Yasal başkanlığı için henüz yolların açılamadığı Cumhurbaşkanı Recep Tayip Erdoğan için kendilerince özel bir yol arayışına girmişlerdi. Erdoğan’ın siyasal desteklenmesi karşılığı, gazeteciler, kapsam dışında tutulacaklardı. Yargı kararları ile yandaşlığa, biat etmeye zorlanacaklardı. Dönemin TİSK Başkanı Tuğrul Kudatgobilik, tartışmalar üzerinden düzenlediği basın toplantısında, işveren örgütü olarak işçilerin iş güvencesi yasasına karşı çıkacaklarını ancak 212 sayılı yasa ile korunmuş gazetecilerin kapsam dışı bırakılmalarının asla düşünülemeyeceğini açıklamıştı.

***

Ecevit’in başkanlığındaki üçlü koalisyon iktidarı, Amerika’nın Türkiye üzerinden üslerle Irak’ı işgal etme projesi nedeni ile çıkan çatışmacılıkta, ne garabettir ki Devlet Bahçeli’nin istifası ile yasal olarak düşürülmüştü. Hükümet, geçici görevle yürürken Ecevit’in, sonrası çok inandırıcı polemiklere konu olmuş, ilaçlarla zor yürüdüğü günlere tanıklık ediyorduk. ANAP’tan hükümet içinde çalışma bakanı olan Yaşar Okuyan, Ecevit hükümetinde Moğaltay’ın hazırlamış olduğu yasaya sahip çıkmıştı. Çalışma Bakanlığı genel müdürü olarak yasayı hazırlamış İsmail Bayer ise çoktan sürgüne gönderilmişti.

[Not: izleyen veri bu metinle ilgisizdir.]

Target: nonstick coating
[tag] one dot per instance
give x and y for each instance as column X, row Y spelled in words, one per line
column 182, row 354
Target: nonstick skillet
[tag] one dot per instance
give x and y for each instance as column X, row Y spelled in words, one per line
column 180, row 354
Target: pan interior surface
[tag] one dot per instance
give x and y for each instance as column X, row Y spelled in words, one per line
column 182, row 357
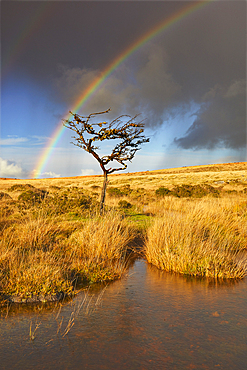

Mesut Yılmaz, hangi baskıların etkisinde olduğu öngörülebilir nedenlerle, kendi bakanı Okuyan’ı görevden alıverdi. Son dakika atadığı kişiyi de alacağı haberleri, Erdoğan’ın Milli Görüş’ten ayrılıp Fethullah Gülen ile yaptığı iktidar ortaklığı da gündeme girmiş olarak, yaşanılanlarla toplumsal kaygılar yükseliyordu. Yaşar Okuyan, bize önceden söz verdiği üzere, Meclis’teki 14 gazeteci milletvekili ile partiler üstü dayanışmayı yürütüyordu. Sözün özü Bahçeli’ye karşın, milletvekili Şevket Yahnici de içlerinde, gazeteci kökenli milletvekilleri tam kadro Meclis komisyonlarından gereken kararları sayısız kez, bir daha, bir daha çıkarmak zorunda kalıyorlardı. İnanmayacaksınız ancak gerçekten, çıkmış kararlar kayboluyor, son dakika Meclis oturumlarında kürsüde yeni baştan elden yazılıveriliyordu.

Bir satır arası tanıklık daha, Uğur Mumcu öldürülmeden önce de gelmiş miydi, tam anımsamıyorum ancak Yaşar Okuyan, Cumhuriyet Vakfı dayanışmasını sık sık İlhan Selçuk ziyaretleriyle pekiştiriyordu. Ecevit, o hasta haliyle gece yarısını sonrası 3-4’lere kadar Meclis’te kalarak 212’ye zarar verebilecek yeni bir operasyona karşı nöbet tuttu. Bizim 68’liler üzerinden bir televizyon kanalında yapılan söyleşiye katılan Yaşar Okuyan, Kanlı Pazar’ın yaşandığı gün, Taksim’de olacakları öğrenince yokuştan ayrıldığını söylemişti. MTTB’nin Kanlı Pazar organizatörü başkanı İsmail Kahraman’ın ise sonraki yıllarda, Erdoğan’ın saygı sözleriyle Meclis Başkanlığı’na getirilmesi taze belleklerde.

Ya işte böyle, insanoğlu ilk nefesinden son nefesine kadar, nerede, nasıl durduğu üzerinden sınavlarını verip duruyor.